Two Japanese companies have sought government permission to drill for oil and natural gas in a disputed area in the East China Sea where Chinese companies are already at work, a press report said yesterday.
Japan Petroleum Exploration Co and Teikoku Oil Co have sought approval to explore in an area some 450km west of Japan's southern Okinawa island, the leading business daily Nihon Keizai Shimbun reported.
The government, which has hesitated to grant drilling rights in the area after awarding provisional concessions to Japanese firms some three decades ago, is expected to approve the request before March next year, the newspaper said.
The two companies will possibly launch undersea surveys and test drilling operations with government financial help, Nihon Keizai said.
In August 2003 China began drilling several kilometers west of a line in the East China Sea proposed by Tokyo to mark the boundary of the 200-nautical-mile exclusive economic zones of the two countries.
Japan protested the drilling but China, which has not recognized this demarcation line, said its economic rights extend almost as far as Okinawa.
Last July, Japan, which relies heavily on the Middle East for its oil needs, launched undersea resource surveys on its side of the line.

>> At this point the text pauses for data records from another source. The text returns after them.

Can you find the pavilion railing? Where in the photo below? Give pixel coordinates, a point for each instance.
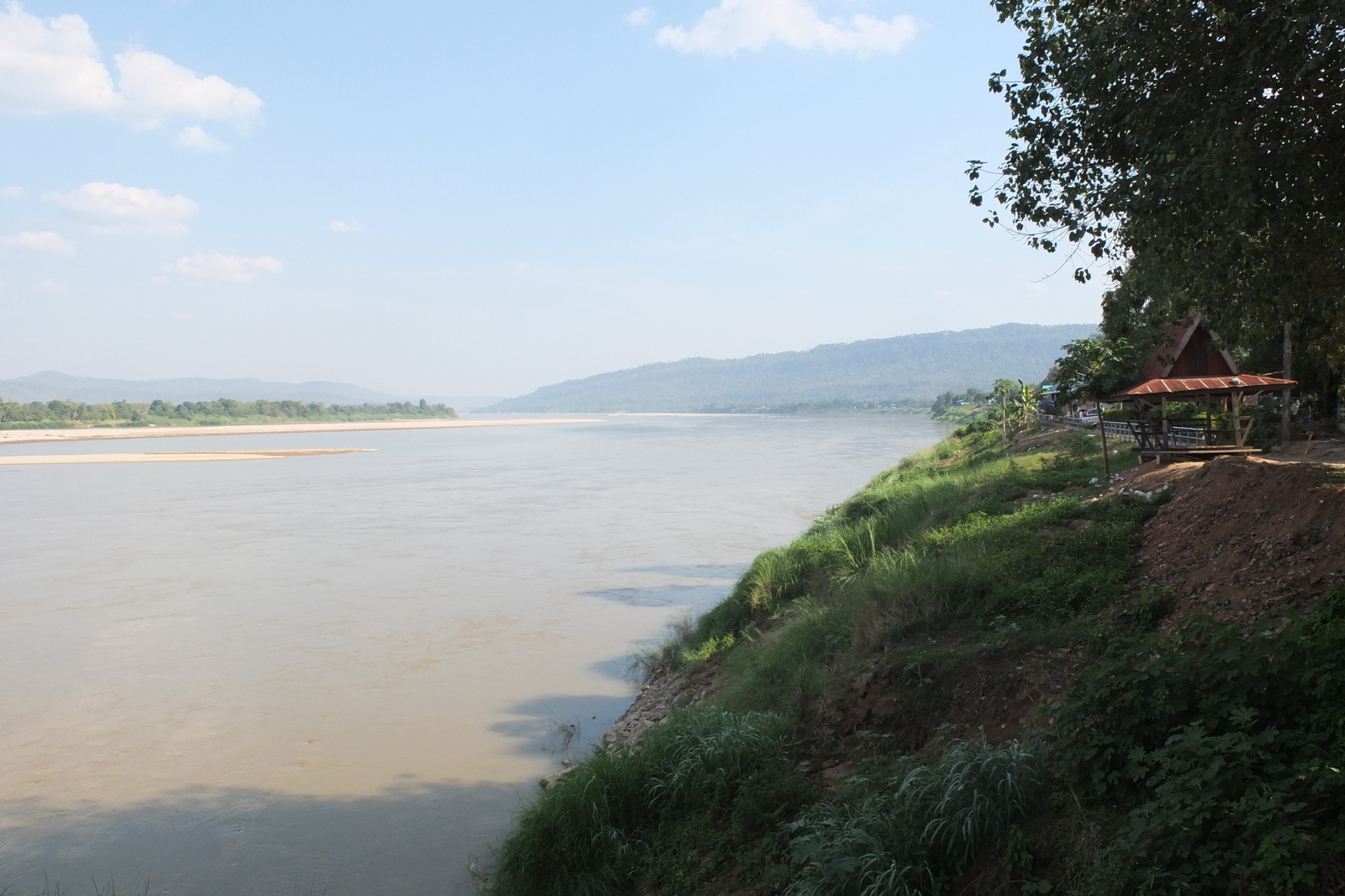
(1147, 436)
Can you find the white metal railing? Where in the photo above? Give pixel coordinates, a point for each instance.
(1120, 430)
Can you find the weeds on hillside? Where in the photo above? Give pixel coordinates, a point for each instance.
(706, 779)
(1224, 746)
(1207, 762)
(915, 833)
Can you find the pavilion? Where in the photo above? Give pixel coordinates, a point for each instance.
(1190, 366)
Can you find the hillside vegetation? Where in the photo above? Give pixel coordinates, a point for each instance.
(957, 683)
(894, 373)
(60, 414)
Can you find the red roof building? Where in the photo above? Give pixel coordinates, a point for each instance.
(1190, 366)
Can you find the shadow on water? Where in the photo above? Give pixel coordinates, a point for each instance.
(414, 838)
(693, 571)
(562, 727)
(662, 595)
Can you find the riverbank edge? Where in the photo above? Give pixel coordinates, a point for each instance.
(62, 436)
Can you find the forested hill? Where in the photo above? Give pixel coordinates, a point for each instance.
(874, 370)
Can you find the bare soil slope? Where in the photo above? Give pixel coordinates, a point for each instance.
(1247, 535)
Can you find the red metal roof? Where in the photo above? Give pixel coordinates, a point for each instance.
(1188, 350)
(1204, 385)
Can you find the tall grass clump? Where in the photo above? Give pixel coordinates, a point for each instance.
(942, 532)
(915, 835)
(598, 829)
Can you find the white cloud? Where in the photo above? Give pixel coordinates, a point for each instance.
(230, 268)
(53, 65)
(197, 138)
(128, 212)
(751, 24)
(40, 241)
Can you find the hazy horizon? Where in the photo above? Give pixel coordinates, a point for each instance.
(464, 199)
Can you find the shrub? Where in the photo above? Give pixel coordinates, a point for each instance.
(1223, 743)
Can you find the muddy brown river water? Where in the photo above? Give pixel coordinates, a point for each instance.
(342, 674)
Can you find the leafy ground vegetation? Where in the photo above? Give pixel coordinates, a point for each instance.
(955, 683)
(66, 414)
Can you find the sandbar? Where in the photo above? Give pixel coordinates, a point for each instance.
(175, 456)
(20, 436)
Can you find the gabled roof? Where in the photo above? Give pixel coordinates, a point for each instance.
(1188, 350)
(1188, 387)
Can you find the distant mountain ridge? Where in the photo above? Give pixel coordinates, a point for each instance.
(900, 367)
(53, 385)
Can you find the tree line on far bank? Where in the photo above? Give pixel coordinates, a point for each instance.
(1192, 151)
(163, 414)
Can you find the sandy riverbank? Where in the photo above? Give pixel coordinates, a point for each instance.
(22, 436)
(174, 456)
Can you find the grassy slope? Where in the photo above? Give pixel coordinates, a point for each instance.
(876, 725)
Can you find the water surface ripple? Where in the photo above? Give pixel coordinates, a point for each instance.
(336, 674)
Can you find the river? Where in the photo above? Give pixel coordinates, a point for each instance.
(345, 674)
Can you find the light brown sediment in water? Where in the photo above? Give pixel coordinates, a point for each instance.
(174, 456)
(20, 436)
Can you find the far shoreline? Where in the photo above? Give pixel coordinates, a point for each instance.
(61, 436)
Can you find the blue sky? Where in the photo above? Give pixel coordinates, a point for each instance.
(466, 198)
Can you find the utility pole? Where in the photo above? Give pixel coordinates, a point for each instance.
(1288, 374)
(1102, 434)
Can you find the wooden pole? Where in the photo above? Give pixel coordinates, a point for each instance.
(1284, 396)
(1235, 403)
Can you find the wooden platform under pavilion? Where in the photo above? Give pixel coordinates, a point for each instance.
(1190, 367)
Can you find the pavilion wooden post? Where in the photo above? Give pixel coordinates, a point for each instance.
(1235, 405)
(1284, 397)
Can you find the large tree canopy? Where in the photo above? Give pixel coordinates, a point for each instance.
(1203, 143)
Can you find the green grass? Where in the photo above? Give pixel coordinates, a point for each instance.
(1174, 770)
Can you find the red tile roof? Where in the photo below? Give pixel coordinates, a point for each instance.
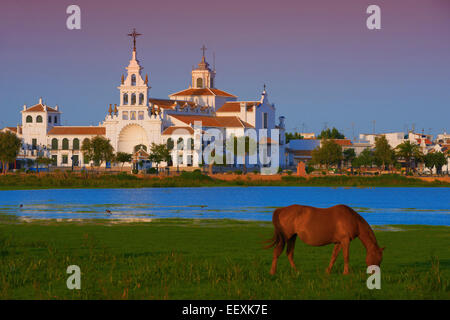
(343, 142)
(235, 106)
(427, 141)
(178, 130)
(40, 108)
(170, 104)
(207, 121)
(77, 131)
(203, 92)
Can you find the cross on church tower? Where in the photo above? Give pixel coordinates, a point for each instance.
(134, 34)
(203, 49)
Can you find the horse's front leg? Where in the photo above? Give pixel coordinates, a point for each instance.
(276, 253)
(346, 253)
(290, 251)
(336, 250)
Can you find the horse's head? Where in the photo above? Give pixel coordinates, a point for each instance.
(374, 257)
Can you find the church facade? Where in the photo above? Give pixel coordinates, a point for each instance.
(140, 120)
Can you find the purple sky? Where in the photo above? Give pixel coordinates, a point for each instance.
(322, 66)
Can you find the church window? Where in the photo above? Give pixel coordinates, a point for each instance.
(65, 144)
(190, 143)
(199, 83)
(170, 144)
(180, 144)
(54, 144)
(76, 144)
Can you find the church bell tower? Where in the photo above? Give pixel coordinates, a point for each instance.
(134, 89)
(203, 76)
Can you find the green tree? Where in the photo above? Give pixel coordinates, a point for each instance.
(97, 149)
(139, 147)
(330, 134)
(123, 157)
(43, 161)
(159, 153)
(366, 158)
(329, 154)
(408, 151)
(435, 159)
(383, 152)
(292, 136)
(349, 155)
(9, 149)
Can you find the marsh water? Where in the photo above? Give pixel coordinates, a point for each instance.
(379, 206)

The two governments are continuing talks on natural resources issues with China proposing joint development of natural gas.
The issue is compounded by a territorial row in the East China Sea over the Senkaku (Diaoyutai) islands, which lie between Taiwan and Japan and are also claimed by Taipei.
China and Taiwan laid claims to the Japanese owned islands after a UN economic agency reported oil deposits in the East China Sea.